Sport,0.550422,-0.963159,0.512563,-3.551640,0.173913,-2.288856,-3.903475,-2.162060
DVD,0.544194,-1.089802,0.393939,-2.182449,0.254902,-3.966165,-4.100757,-3.241349
Eukaryote,0.521525,-1.550714,0.432836,-2.631404,0.229167,-3.433178,-4.369271,-3.305899
Optical_fiber,0.512302,-1.738252,0.280000,-0.867322,0.339286,-5.713781,-4.701717,-4.785863


## What (composite) scores do I suggest.

Of course there are a lot of different combinations that can be tried out. Also a lot of different parameter as input for the function. Before doing statistical analysis a reasonable threshold should be agreed on (30 is kinda arbitrary). As for scaling, I think it is worth trying both the standard and minmax.

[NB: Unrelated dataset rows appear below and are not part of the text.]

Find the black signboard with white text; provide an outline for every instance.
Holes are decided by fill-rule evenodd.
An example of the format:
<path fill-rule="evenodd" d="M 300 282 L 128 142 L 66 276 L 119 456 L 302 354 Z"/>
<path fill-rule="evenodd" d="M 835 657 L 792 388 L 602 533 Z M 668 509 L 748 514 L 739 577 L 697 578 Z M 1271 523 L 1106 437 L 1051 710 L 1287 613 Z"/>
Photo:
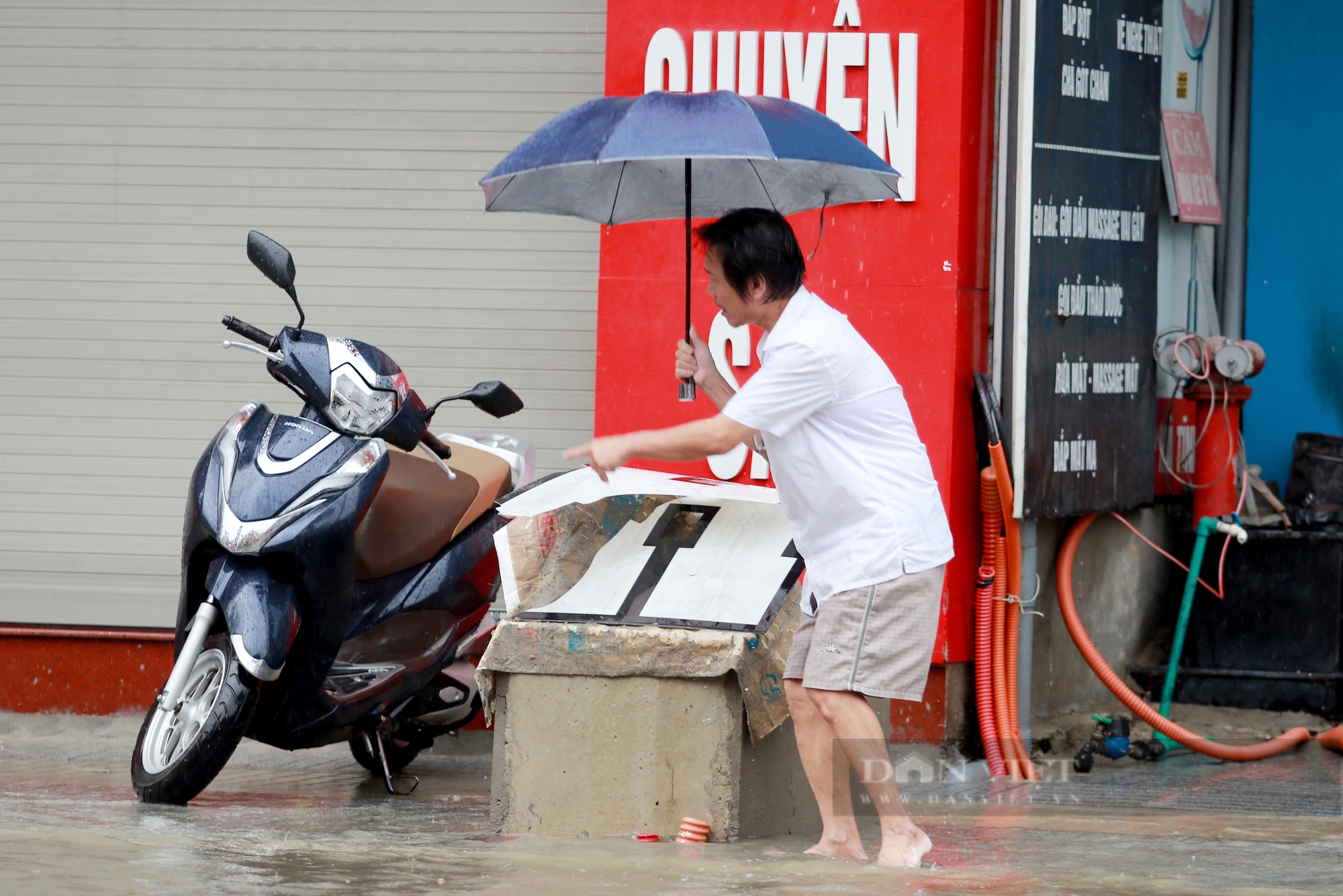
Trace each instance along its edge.
<path fill-rule="evenodd" d="M 1152 500 L 1160 13 L 1160 0 L 1037 5 L 1029 289 L 1015 297 L 1026 517 Z"/>

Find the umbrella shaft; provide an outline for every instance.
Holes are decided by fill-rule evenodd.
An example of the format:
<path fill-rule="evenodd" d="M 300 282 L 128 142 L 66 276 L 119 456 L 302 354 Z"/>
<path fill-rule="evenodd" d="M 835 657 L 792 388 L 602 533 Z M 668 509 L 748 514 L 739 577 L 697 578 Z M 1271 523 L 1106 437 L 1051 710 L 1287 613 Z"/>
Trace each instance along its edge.
<path fill-rule="evenodd" d="M 690 160 L 685 160 L 685 341 L 690 341 Z M 694 377 L 686 377 L 677 390 L 682 402 L 694 400 Z"/>

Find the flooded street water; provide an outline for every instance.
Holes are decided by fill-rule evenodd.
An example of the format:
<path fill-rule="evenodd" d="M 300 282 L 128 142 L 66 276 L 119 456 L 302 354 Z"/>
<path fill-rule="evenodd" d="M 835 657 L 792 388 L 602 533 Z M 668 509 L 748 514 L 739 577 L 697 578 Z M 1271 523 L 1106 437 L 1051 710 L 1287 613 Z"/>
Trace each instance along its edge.
<path fill-rule="evenodd" d="M 912 785 L 935 848 L 892 870 L 803 856 L 800 837 L 500 837 L 482 755 L 416 760 L 403 798 L 344 746 L 244 743 L 189 806 L 145 806 L 117 762 L 134 720 L 16 719 L 0 717 L 5 893 L 1343 893 L 1343 762 L 1315 744 L 1276 764 L 1125 760 L 1026 790 Z M 874 845 L 874 819 L 865 830 Z"/>

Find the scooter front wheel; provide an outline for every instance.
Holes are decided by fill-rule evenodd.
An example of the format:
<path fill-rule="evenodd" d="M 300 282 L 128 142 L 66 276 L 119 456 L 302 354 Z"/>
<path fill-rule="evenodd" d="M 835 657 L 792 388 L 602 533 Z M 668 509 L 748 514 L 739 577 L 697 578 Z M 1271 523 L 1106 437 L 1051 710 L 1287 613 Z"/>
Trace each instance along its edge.
<path fill-rule="evenodd" d="M 156 701 L 130 760 L 136 795 L 185 805 L 238 748 L 257 708 L 258 682 L 238 664 L 227 634 L 208 638 L 175 707 Z"/>

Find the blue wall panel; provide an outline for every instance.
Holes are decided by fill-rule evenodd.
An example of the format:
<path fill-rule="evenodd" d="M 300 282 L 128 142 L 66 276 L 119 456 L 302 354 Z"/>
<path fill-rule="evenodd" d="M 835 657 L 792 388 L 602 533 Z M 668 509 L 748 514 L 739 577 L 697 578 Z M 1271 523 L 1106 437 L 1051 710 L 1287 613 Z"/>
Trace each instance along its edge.
<path fill-rule="evenodd" d="M 1250 463 L 1287 485 L 1296 433 L 1343 433 L 1343 3 L 1258 0 L 1245 336 Z"/>

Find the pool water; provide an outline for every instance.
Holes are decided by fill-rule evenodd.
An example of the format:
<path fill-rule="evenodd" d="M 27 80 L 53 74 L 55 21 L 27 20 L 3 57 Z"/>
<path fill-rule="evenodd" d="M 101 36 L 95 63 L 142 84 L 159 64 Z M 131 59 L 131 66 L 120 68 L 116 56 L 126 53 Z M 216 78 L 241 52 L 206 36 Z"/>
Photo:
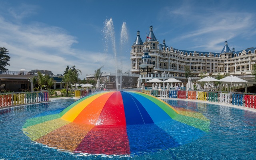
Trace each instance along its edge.
<path fill-rule="evenodd" d="M 210 120 L 207 134 L 184 145 L 130 157 L 73 154 L 32 141 L 23 133 L 27 119 L 59 113 L 75 100 L 56 100 L 0 110 L 0 159 L 256 159 L 256 113 L 195 102 L 164 100 L 177 110 L 202 114 Z"/>

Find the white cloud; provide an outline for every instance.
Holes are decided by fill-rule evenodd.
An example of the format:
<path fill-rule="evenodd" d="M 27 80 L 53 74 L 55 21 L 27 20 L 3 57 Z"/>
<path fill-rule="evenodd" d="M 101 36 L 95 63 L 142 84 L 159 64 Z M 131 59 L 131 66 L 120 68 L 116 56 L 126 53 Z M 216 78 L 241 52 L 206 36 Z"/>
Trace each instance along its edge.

**I would start with the following scores**
- Only article average weights => `avg_weight_df['standard']`
- Article average weights + detour ratios => `composite_df['comp_score_2']`
- Sum of centered average weights => `sum_cweight_df['standard']`
- Only average article speed => `avg_speed_df['standard']`

(`'standard'` would become `'minmax'` if that is used for scaling)


Since there are so many other combinations that might make sense, we can discuss that together to make sure in the end we have the most meaningfull thing.